Mysterious Mars Haze Puzzles Scientists

PHOTO: An image of Mars made by the Hubble Space Telescope on May 17, 1997 shows an unusually high-altitude plume. JPL/NASA/STScI
An image of Mars made by the Hubble Space Telescope on May 17, 1997 shows an unusually high-altitude plume.

A mysterious large plume that has been observed intermittently around Mars is baffling astronomers.

The cloud was first observed by amateur astronomers in March 2012 quickly appearing and then vanishing. A second iteration of the haze followed the same pattern in April of the same year and stretched more than 600 miles across the thin Martian atmosphere, according to scientists.

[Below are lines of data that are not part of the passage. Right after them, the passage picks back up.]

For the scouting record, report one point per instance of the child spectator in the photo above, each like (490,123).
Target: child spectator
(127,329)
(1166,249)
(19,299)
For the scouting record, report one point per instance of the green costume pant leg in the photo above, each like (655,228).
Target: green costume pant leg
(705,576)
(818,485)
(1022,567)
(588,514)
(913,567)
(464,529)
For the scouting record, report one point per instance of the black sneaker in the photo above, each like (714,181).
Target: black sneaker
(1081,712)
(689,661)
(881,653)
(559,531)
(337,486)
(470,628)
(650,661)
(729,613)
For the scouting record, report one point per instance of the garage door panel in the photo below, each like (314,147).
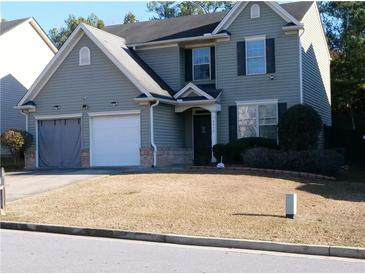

What the features had in common was how they developed over the span of just a few hours and remained visible for around 10 days, with the structure consistently changing.

The haze was not photographed by spacecraft orbiting Mars at the time because of "their viewing geometries and illumination conditions at the time," the European Space Agency said.

An image taken by the Hubble Telescope on May 17, 1997, reveals a similar cloud lingering high in Mars' atmosphere. Scientists are now studying the image and comparing it to the ones taken by amateur astronomers in the spring of 2012.

Agustin Sanchez-Lavega, the lead author on a paper about the Mars mystery published in the journal "Nature," said that while there isn't an official explanation, he has several theories about what may have caused the haze.

"One idea we've discussed is that the features are caused by a reflective cloud of water-ice, carbon dioxide-ice or dust particles, but this would require exceptional deviations from standard atmospheric circulation models to explain cloud formations at such high altitudes," he said.

Another theory: The haze may be an auroral emission.